O conhecimento sempre desempenhou importante papel nas grandes
transformações sociais. Na primeira fase da Revolução Industrial, Paiva
(1999) coloca que foram aplicadas as ferramentas, processos e produtos;
na segunda fase – revolução da Produtividade -, passou a ser aplicado ao
trabalho. Atualmente, o conhecimento está sendo aplicado ao próprio
conhecimento; é a Revolução Gerencial, segundo Drucker (1996). Portanto,
com a Era da Informação, passou a ser o elemento essencial para o
sucesso da organização.
Atualmente, as empresas têm feito grande uso da tecnologia da informação
como instrumento gerencial. Estas informações são utilizadas para repor
estoques, abastecer depósitos e outros ativos físicos, economizando
tempo e como dinheiro. Administrar o conhecimento como faturas,
mensagens, patentes, processos, habilidade dos funcionários,
conhecimento dos clientes, fazendo uso intensivo de máquinas,
computadores, para tal, determina o sucesso ou fracasso da empresa nos
tempos de hoje.
Toffler (1980) diz que, no momento atual, que é identificado pela
Terceira Onda, é a Era do Conhecimento, onde se permite uma grande
descentralização de tarefas. Esta fase é caracterizada pelo poder do
cérebro, na qual a informação assume o papel de principal recurso
econômico.
Hoje, com a sociedade do conhecimento, nos três fatores tradicionais de
produção (recursos naturais, mão-de-obra e capital), acrescenta-se o
conhecimento e a inteligência das pessoas, agregando valor aos produtos
e serviços. Como argumenta Drucker (1996), o conhecimento passou a ser o
recurso, ao invés de um recurso.
Todavia, segundo Paiva (1999) o conhecimento passou a representar um
importante diferencial competitivo, para as empresas que sabem
adquiri-lo, mantê-lo e utilizá-lo de forma eficiente e eficaz. Esse
conhecimento passou a gerar o Capital Intelectual que, às vezes, é bem
mais importante que o Capital Econômico.
3 – O Conhecimento como Gerador de Riqueza das Organizações
O conhecimento é a base principal de valorização nas organizações de
hoje. Então o que poderá dar de errado em uma estratégia orientada para
o conhecimento? Muito pouco. Um dos principais problemas para aqueles
que desejam adota-la é o famoso fantasma da era industrial, que ainda
assombra o mundo empresarial. A era industrial ainda vê as pessoas como
custos e não como receitas. Mas como utilizamos, desenvolvemos, e
estruturaremos continuamente o conhecimento dentro das organizações?

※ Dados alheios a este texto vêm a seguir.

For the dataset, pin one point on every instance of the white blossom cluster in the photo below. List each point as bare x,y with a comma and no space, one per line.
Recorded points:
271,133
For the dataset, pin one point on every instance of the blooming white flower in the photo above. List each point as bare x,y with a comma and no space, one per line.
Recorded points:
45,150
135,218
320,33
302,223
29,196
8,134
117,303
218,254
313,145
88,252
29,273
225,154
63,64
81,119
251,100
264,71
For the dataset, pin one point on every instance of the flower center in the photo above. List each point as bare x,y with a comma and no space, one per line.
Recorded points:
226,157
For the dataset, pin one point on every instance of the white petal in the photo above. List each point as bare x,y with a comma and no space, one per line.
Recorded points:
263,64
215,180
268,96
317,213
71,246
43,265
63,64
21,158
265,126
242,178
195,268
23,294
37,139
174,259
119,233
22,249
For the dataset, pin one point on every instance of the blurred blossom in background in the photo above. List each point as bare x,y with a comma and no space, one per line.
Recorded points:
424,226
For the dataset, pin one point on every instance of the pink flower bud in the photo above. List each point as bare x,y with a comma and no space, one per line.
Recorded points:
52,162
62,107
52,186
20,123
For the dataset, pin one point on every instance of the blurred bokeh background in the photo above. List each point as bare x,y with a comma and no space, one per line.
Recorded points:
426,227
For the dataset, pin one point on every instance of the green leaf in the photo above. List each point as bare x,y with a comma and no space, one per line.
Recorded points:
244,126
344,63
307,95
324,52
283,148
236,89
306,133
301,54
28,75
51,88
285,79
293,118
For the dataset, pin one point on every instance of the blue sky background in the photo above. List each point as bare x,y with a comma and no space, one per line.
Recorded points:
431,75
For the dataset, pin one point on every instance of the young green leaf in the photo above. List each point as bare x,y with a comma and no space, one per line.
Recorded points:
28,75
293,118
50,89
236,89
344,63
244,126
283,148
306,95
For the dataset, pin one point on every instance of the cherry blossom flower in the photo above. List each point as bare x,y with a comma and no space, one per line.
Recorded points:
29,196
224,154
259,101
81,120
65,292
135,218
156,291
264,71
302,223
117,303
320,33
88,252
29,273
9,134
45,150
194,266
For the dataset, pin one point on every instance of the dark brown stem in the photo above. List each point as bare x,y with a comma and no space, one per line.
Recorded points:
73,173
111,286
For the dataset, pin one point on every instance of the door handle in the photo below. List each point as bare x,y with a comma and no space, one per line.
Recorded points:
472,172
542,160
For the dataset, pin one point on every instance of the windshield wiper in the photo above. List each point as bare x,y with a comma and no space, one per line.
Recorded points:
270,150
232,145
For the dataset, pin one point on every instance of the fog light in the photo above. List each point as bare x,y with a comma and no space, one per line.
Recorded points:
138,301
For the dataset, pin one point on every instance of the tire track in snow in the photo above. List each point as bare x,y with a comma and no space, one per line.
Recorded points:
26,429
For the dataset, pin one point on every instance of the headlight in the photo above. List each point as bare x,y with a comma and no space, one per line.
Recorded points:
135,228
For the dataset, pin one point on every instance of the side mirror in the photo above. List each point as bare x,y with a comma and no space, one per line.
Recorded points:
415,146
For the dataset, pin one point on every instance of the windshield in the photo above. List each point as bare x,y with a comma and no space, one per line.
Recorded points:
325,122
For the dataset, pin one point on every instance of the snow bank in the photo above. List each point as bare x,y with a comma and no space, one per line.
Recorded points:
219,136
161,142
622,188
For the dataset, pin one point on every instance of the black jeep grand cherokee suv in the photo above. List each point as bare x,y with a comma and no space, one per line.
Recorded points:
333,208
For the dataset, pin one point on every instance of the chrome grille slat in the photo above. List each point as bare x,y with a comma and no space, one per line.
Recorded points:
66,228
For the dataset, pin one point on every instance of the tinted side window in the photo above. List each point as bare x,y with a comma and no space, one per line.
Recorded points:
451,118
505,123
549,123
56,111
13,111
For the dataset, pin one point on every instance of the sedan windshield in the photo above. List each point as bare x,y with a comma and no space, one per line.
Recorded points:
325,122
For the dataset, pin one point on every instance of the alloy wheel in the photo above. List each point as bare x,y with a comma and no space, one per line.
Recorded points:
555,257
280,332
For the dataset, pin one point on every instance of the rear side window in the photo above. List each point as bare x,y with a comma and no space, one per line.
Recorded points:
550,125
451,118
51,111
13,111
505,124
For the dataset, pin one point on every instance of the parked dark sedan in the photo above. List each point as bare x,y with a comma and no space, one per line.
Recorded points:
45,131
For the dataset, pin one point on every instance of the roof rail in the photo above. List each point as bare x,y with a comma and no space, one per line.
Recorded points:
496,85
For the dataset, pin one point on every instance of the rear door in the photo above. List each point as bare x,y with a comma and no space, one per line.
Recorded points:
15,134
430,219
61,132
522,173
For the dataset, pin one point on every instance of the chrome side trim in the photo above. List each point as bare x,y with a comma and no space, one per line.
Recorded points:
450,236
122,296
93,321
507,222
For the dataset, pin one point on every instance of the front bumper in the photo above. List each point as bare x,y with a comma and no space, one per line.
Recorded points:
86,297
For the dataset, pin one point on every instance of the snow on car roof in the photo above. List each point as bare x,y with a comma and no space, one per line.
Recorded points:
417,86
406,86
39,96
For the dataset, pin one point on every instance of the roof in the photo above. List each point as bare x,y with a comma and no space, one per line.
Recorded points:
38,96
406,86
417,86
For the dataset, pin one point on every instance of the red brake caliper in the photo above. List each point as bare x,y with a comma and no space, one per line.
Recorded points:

O conhecimento, material intelectual bruto, transforma-se em capital
intelectual, a partir do momento que passa a agregar valor aos
produtos/serviços. E esse capital é, em alguns casos, mais valioso do
que o próprio capital econômico.
O novo milênio estará desafiando todas as organizações a mostrarem suas
competências. As tarefas diárias exigem um alto grau de conhecimento e
inteligência, no qual nos impedem de ter relacionamentos estreitos, os
sistemas tem que ser cada vez mais abertos, igualitários e honestos. Os
empregados têm que pensar conjuntamente para, em conjunto, explorar as
oportunidades, os serviços e resolver os problemas. Porque a organização
diz respeito à forma como estruturarmos os nossos relacionamentos,
adequando a nova realidade, devido mudanças das nossas idéias sobre
métodos e os padrões de organização.
O estágio atual para o futuro só é possível preparando as pessoas,
educando-as, treinando-as, desenvolvendo-as, enfim, investimento em
quem, de fato vai fazer essa transformação.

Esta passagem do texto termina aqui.